Dr. Ma's overall goal is to acquire the skills and knowledge to pursue research in the field of human cancer biology and become an independent physician-scientist in this field, which is a considerable departure from his prior experience. Pursuing the outlined practical and didactic training and other mentored activities will be key toward achieving this end. The overall research goal is to elucidate the role of the homeobox gene Hsal 2 in ovarian cancer initiation and development. Determining the underlying mechanisms of this very aggressive cancer is critical for developing new therapies and improving survival. The PI's prior research demonstrated a new tumor suppressor gene, Hsal 2, homologous to the Sal homeobox gene in Drosophila, that is altered or missing in most ovarian epithelial cancer cells. Re-expression of this gene inhibits growth and DNA synthesis of an ovarian cancer cell line and inhibits tumor formation in nude mice. The PI has also demonstrated that the transcriptional regulation of Hsal 2 is controlled by two independent promoters and that Hsal 2 promoter usage is altered in some human cancers. In mice, Hsal 2 is able to bind to the large T antigen of polyoma virus, a virus that induces a broad variety of neoplasms. His studies provide strong evidence that Hsal 2 may be a potential tumor suppressor gene for ovarian cancer. These and other observations led to the hypothesis that Hsal 2 isoforms may play a role in the initiation and development of ovarian cancer. To test this, two specific aims will examine the functional roles and underlying mechanisms of expression of Hsal 2 isoforms.

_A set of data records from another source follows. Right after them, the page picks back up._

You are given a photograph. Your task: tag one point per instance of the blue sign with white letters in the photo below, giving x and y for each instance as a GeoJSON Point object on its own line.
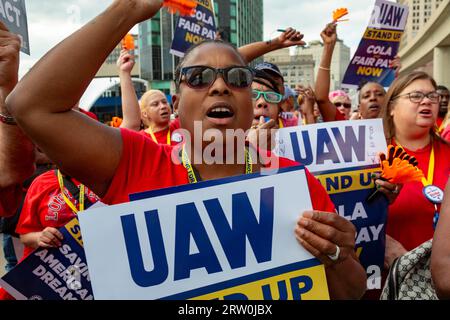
{"type": "Point", "coordinates": [212, 240]}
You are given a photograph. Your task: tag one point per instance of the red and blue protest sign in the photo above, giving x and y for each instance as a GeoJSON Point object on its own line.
{"type": "Point", "coordinates": [53, 274]}
{"type": "Point", "coordinates": [378, 47]}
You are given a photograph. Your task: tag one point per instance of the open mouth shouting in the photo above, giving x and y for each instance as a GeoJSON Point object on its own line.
{"type": "Point", "coordinates": [220, 114]}
{"type": "Point", "coordinates": [426, 113]}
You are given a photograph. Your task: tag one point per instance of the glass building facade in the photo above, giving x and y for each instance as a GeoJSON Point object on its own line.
{"type": "Point", "coordinates": [241, 23]}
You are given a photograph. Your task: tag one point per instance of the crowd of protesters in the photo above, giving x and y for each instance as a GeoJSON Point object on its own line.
{"type": "Point", "coordinates": [82, 160]}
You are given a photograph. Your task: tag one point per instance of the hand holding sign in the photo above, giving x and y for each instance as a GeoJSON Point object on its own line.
{"type": "Point", "coordinates": [13, 14]}
{"type": "Point", "coordinates": [183, 7]}
{"type": "Point", "coordinates": [49, 238]}
{"type": "Point", "coordinates": [329, 34]}
{"type": "Point", "coordinates": [327, 236]}
{"type": "Point", "coordinates": [9, 60]}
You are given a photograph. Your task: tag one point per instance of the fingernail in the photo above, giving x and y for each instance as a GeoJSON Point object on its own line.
{"type": "Point", "coordinates": [304, 222]}
{"type": "Point", "coordinates": [300, 232]}
{"type": "Point", "coordinates": [308, 215]}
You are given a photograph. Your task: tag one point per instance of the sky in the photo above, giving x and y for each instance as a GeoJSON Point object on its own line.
{"type": "Point", "coordinates": [50, 21]}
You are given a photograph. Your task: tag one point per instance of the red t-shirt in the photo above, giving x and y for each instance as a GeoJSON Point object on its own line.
{"type": "Point", "coordinates": [157, 171]}
{"type": "Point", "coordinates": [44, 206]}
{"type": "Point", "coordinates": [446, 134]}
{"type": "Point", "coordinates": [410, 219]}
{"type": "Point", "coordinates": [439, 122]}
{"type": "Point", "coordinates": [161, 136]}
{"type": "Point", "coordinates": [9, 200]}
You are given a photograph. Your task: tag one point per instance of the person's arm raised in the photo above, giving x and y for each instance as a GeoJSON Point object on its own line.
{"type": "Point", "coordinates": [288, 38]}
{"type": "Point", "coordinates": [16, 150]}
{"type": "Point", "coordinates": [327, 109]}
{"type": "Point", "coordinates": [42, 101]}
{"type": "Point", "coordinates": [130, 102]}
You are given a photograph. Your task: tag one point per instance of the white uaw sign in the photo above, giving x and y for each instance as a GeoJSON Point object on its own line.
{"type": "Point", "coordinates": [13, 14]}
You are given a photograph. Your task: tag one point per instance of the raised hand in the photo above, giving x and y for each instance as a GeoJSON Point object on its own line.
{"type": "Point", "coordinates": [9, 60]}
{"type": "Point", "coordinates": [126, 62]}
{"type": "Point", "coordinates": [329, 34]}
{"type": "Point", "coordinates": [327, 236]}
{"type": "Point", "coordinates": [289, 38]}
{"type": "Point", "coordinates": [49, 238]}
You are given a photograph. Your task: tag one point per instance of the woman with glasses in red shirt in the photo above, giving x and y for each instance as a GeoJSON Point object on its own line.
{"type": "Point", "coordinates": [213, 90]}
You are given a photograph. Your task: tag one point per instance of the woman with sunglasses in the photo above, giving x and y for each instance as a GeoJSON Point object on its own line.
{"type": "Point", "coordinates": [214, 91]}
{"type": "Point", "coordinates": [342, 102]}
{"type": "Point", "coordinates": [409, 117]}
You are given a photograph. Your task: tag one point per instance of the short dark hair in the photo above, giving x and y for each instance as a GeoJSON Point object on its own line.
{"type": "Point", "coordinates": [177, 74]}
{"type": "Point", "coordinates": [265, 79]}
{"type": "Point", "coordinates": [364, 83]}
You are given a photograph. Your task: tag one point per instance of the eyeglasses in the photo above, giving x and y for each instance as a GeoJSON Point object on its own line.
{"type": "Point", "coordinates": [417, 96]}
{"type": "Point", "coordinates": [345, 105]}
{"type": "Point", "coordinates": [202, 77]}
{"type": "Point", "coordinates": [269, 96]}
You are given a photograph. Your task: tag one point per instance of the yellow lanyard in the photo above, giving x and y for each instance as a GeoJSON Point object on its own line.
{"type": "Point", "coordinates": [429, 180]}
{"type": "Point", "coordinates": [67, 200]}
{"type": "Point", "coordinates": [150, 131]}
{"type": "Point", "coordinates": [191, 174]}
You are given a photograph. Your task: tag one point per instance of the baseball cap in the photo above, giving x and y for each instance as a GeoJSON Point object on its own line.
{"type": "Point", "coordinates": [267, 66]}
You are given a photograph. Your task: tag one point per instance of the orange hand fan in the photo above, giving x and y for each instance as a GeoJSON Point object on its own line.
{"type": "Point", "coordinates": [116, 122]}
{"type": "Point", "coordinates": [339, 13]}
{"type": "Point", "coordinates": [183, 7]}
{"type": "Point", "coordinates": [398, 167]}
{"type": "Point", "coordinates": [128, 42]}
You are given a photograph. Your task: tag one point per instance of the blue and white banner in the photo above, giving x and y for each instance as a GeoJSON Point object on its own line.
{"type": "Point", "coordinates": [194, 29]}
{"type": "Point", "coordinates": [52, 274]}
{"type": "Point", "coordinates": [225, 239]}
{"type": "Point", "coordinates": [343, 155]}
{"type": "Point", "coordinates": [378, 47]}
{"type": "Point", "coordinates": [14, 15]}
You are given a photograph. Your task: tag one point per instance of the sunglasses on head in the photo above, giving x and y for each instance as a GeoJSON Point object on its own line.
{"type": "Point", "coordinates": [269, 96]}
{"type": "Point", "coordinates": [202, 77]}
{"type": "Point", "coordinates": [345, 105]}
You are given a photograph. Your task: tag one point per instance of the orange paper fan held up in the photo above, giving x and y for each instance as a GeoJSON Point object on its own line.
{"type": "Point", "coordinates": [116, 122]}
{"type": "Point", "coordinates": [183, 7]}
{"type": "Point", "coordinates": [398, 167]}
{"type": "Point", "coordinates": [128, 42]}
{"type": "Point", "coordinates": [339, 13]}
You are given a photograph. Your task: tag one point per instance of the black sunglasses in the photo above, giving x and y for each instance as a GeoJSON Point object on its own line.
{"type": "Point", "coordinates": [202, 77]}
{"type": "Point", "coordinates": [345, 105]}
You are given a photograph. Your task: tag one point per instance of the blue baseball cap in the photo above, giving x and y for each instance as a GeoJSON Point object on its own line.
{"type": "Point", "coordinates": [269, 67]}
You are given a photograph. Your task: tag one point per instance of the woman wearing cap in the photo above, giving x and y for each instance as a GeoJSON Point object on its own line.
{"type": "Point", "coordinates": [371, 94]}
{"type": "Point", "coordinates": [342, 102]}
{"type": "Point", "coordinates": [214, 90]}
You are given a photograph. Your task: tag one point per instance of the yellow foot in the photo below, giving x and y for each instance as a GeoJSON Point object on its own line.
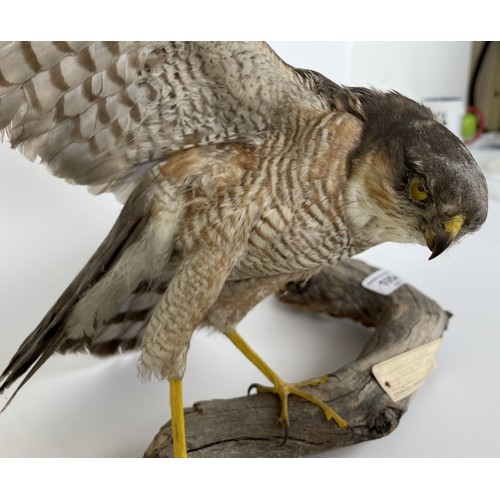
{"type": "Point", "coordinates": [283, 389]}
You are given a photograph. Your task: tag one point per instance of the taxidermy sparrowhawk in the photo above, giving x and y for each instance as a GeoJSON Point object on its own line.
{"type": "Point", "coordinates": [239, 174]}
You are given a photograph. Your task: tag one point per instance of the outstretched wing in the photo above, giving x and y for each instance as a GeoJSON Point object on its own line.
{"type": "Point", "coordinates": [102, 113]}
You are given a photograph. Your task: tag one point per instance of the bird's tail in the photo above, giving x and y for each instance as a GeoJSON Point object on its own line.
{"type": "Point", "coordinates": [77, 313]}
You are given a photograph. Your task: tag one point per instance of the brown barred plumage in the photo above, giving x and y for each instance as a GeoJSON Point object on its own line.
{"type": "Point", "coordinates": [240, 174]}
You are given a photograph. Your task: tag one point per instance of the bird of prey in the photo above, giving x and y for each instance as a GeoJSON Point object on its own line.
{"type": "Point", "coordinates": [239, 174]}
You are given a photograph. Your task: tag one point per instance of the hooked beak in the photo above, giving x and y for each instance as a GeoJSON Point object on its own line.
{"type": "Point", "coordinates": [438, 242]}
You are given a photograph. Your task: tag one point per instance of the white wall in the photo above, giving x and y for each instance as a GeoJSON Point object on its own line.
{"type": "Point", "coordinates": [416, 69]}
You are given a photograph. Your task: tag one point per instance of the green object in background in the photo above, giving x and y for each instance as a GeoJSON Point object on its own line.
{"type": "Point", "coordinates": [469, 126]}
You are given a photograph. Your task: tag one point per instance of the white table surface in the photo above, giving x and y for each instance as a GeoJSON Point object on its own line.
{"type": "Point", "coordinates": [78, 406]}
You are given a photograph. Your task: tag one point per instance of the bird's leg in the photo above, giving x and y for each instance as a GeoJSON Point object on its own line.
{"type": "Point", "coordinates": [282, 388]}
{"type": "Point", "coordinates": [177, 419]}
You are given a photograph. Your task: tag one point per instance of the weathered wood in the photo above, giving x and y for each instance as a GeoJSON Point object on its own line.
{"type": "Point", "coordinates": [247, 426]}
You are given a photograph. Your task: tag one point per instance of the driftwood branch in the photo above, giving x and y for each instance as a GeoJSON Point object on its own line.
{"type": "Point", "coordinates": [247, 426]}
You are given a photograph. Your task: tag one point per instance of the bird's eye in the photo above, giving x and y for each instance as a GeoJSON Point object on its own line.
{"type": "Point", "coordinates": [417, 190]}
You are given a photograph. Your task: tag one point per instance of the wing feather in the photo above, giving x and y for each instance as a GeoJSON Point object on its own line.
{"type": "Point", "coordinates": [96, 112]}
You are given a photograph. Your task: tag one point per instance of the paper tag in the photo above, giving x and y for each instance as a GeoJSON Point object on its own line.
{"type": "Point", "coordinates": [405, 373]}
{"type": "Point", "coordinates": [382, 282]}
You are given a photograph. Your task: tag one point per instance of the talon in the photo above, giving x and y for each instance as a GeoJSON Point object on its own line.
{"type": "Point", "coordinates": [252, 386]}
{"type": "Point", "coordinates": [283, 389]}
{"type": "Point", "coordinates": [285, 436]}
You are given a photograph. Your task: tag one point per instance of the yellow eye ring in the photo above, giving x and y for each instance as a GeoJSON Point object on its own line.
{"type": "Point", "coordinates": [417, 190]}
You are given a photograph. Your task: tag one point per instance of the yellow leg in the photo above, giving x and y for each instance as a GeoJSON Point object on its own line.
{"type": "Point", "coordinates": [282, 388]}
{"type": "Point", "coordinates": [177, 420]}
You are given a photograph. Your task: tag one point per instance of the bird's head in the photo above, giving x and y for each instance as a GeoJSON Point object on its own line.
{"type": "Point", "coordinates": [413, 180]}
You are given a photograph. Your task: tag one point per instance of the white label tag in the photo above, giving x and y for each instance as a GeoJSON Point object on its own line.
{"type": "Point", "coordinates": [405, 373]}
{"type": "Point", "coordinates": [382, 282]}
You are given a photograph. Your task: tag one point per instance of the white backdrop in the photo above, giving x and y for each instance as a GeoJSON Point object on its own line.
{"type": "Point", "coordinates": [80, 406]}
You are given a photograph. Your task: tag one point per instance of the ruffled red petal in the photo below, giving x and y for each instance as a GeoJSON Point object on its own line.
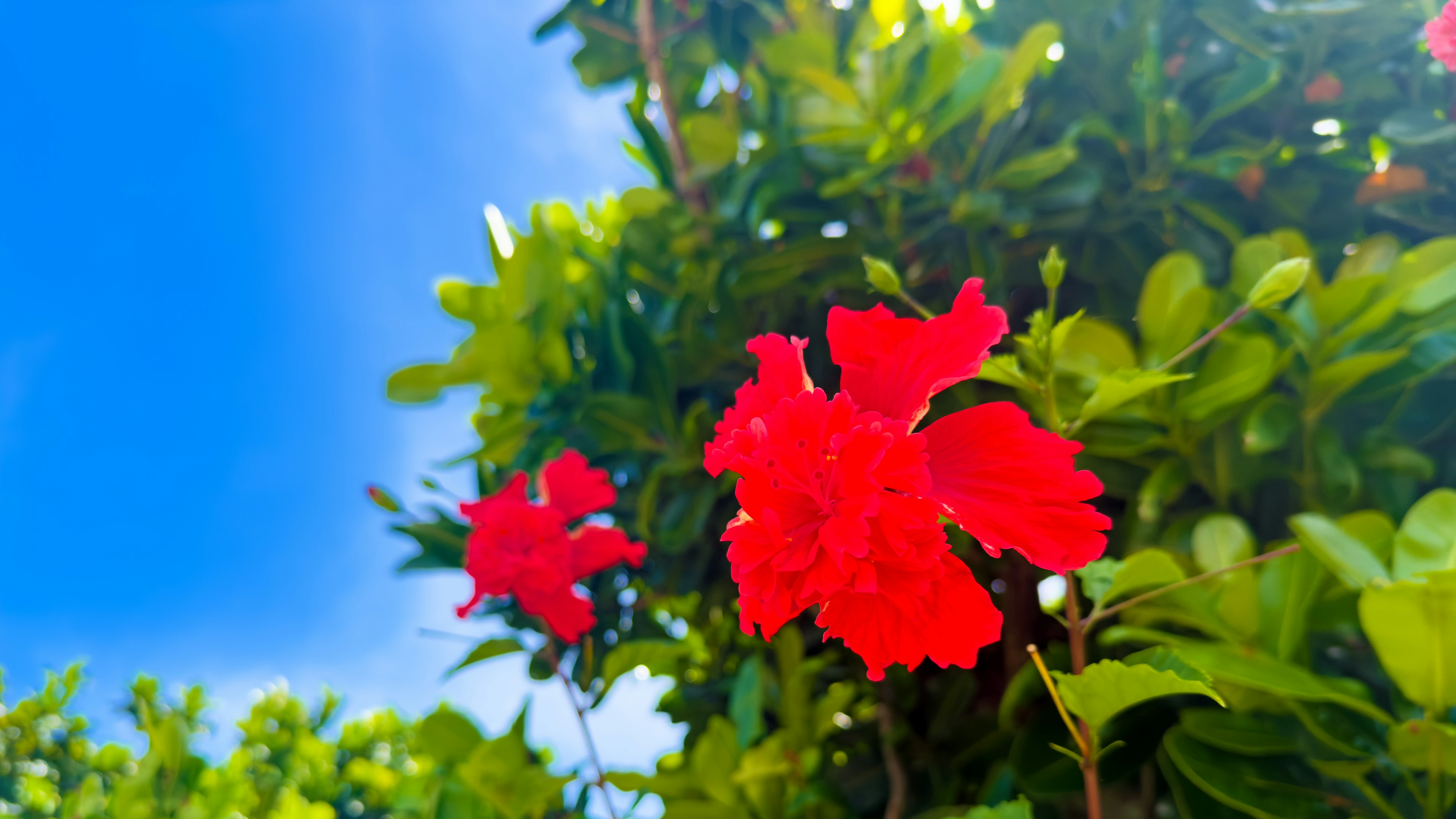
{"type": "Point", "coordinates": [570, 486]}
{"type": "Point", "coordinates": [598, 549]}
{"type": "Point", "coordinates": [781, 375]}
{"type": "Point", "coordinates": [1014, 486]}
{"type": "Point", "coordinates": [893, 366]}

Aim 1 will determine the role of altered Hsal 2 isoform expression in ovarian cancer initiation and progression by studying the effect of Hsal 2 isoform overexpression on tumorigenicity, identifying target genes that are subordinate to Hsal 2 isoform expression, and characterizing upstream regulators of Hsal 2 isoforms.
Aim 2 will determine the underlying mechanism of altered Hsal 2 isoform expression in ovarian cancer by delineating the usage of Hsal 2 P1 and P2 promoters and measuring the methylation status of CpG islands in Hsal 2 isoform promoters and correlating this with their expression in ovarian cancer. These studies will provide insight into the mechanism(s) of Hsal 2 in controlling growth and differentiation of ovarian normal epithelial cells. If down-regulation of Hsal 2 is shown to activate certain oncogenic pathways or repress tumor suppressor gene pathway(s) in ovarian cancer cells, therapeutic drugs that specifically target these pathways could be designed.